Oleh: Pdt. Pinehas Djendjengi
Mikha 7:1-6
(1) Celaka aku! Sebab keadaanku seperti pada pengumpulan buah-buahan musim kemarau, seperti pada pemetikan susulan buah anggur: tidak ada buah anggur untuk dimakan, atau buah ara yang kusukai. (2) Orang saleh sudah hilang dari negeri, dan tiada lagi orang jujur di antara manusia. Mereka semuanya mengincar darah, yang seorang mencoba menangkap yang lain dengan jaring. (3) Tangan mereka sudah cekatan berbuat jahat; pemuka menuntut, hakim dapat disuap; pembesar memberi putusan sekehendaknya, dan hukum, mereka putar balikkan! (4) Orang yang terbaik di antara mereka adalah seperti tumbuhan duri, yang paling jujur di antara mereka seperti pagar duri; hari bagi pengintai-pengintaimu, hari penghukumanmu, telah datang, sekarang akan mulai kegemparan di antara mereka! (5) Janganlah percaya kepada teman, janganlah mengandalkan diri kepada kawan! Jagalah pintu mulutmu terhadap perempuan yang berbaring di pangkuanmu! (6) Sebab anak laki-laki menghina ayahnya, anak perempuan bangkit melawan ibunya, menantu perempuan melawan ibu mertuanya; musuh orang ialah orang-orang seisi rumahnya.

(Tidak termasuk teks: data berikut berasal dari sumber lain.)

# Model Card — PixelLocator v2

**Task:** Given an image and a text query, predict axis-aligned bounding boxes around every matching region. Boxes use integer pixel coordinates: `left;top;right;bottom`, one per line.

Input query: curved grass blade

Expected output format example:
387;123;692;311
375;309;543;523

Mikha adalah nabi yang bekerja dalam masa pemerintahan tiga raja Yehuda. Ketiga raja itu adalah Yotam (751-736 SM), Ahas (736-716 SM) dan Hizkia (716-687 SM). Sebenarnya nabi Mikha patut berbangga karena dapat melihat dan mengalami banyak hal dalam masa pemerintahan ketiga raja tersebut. Namun ternyata tidak demikian. Hatinya justru teriris-iris melihat perilaku jahat bangsanya, karena itu ia selalu mengecam mereka. Dia paling tidak tahan melihat kejahatan dan perilaku busuk para penguasa, termasuk pemimpin agama. Ia akan segera menegur dan mengkritik pemerintah yang korup, hakim-hakim yang kena suap, hidup para imam yang diwarnai kepalsuan rohani. Ia tidak bisa diam melihat pemerasan terhadap orang miskin yang dilakukan orang kaya dan kuat. Ia juga akan marah melihat ketidakjujuran-ketidakjujuran dalam praktek bisnis. Ia sangat prihatin dengan kondisi negerinya yang mulai kehilangan orang-orang jujur dan saleh, orang-orang yang memiliki integritas. Yang ada hanyalah orang-orang jahat yang siap mengincar darah dan menjatuhkan orang lain (ay. 2).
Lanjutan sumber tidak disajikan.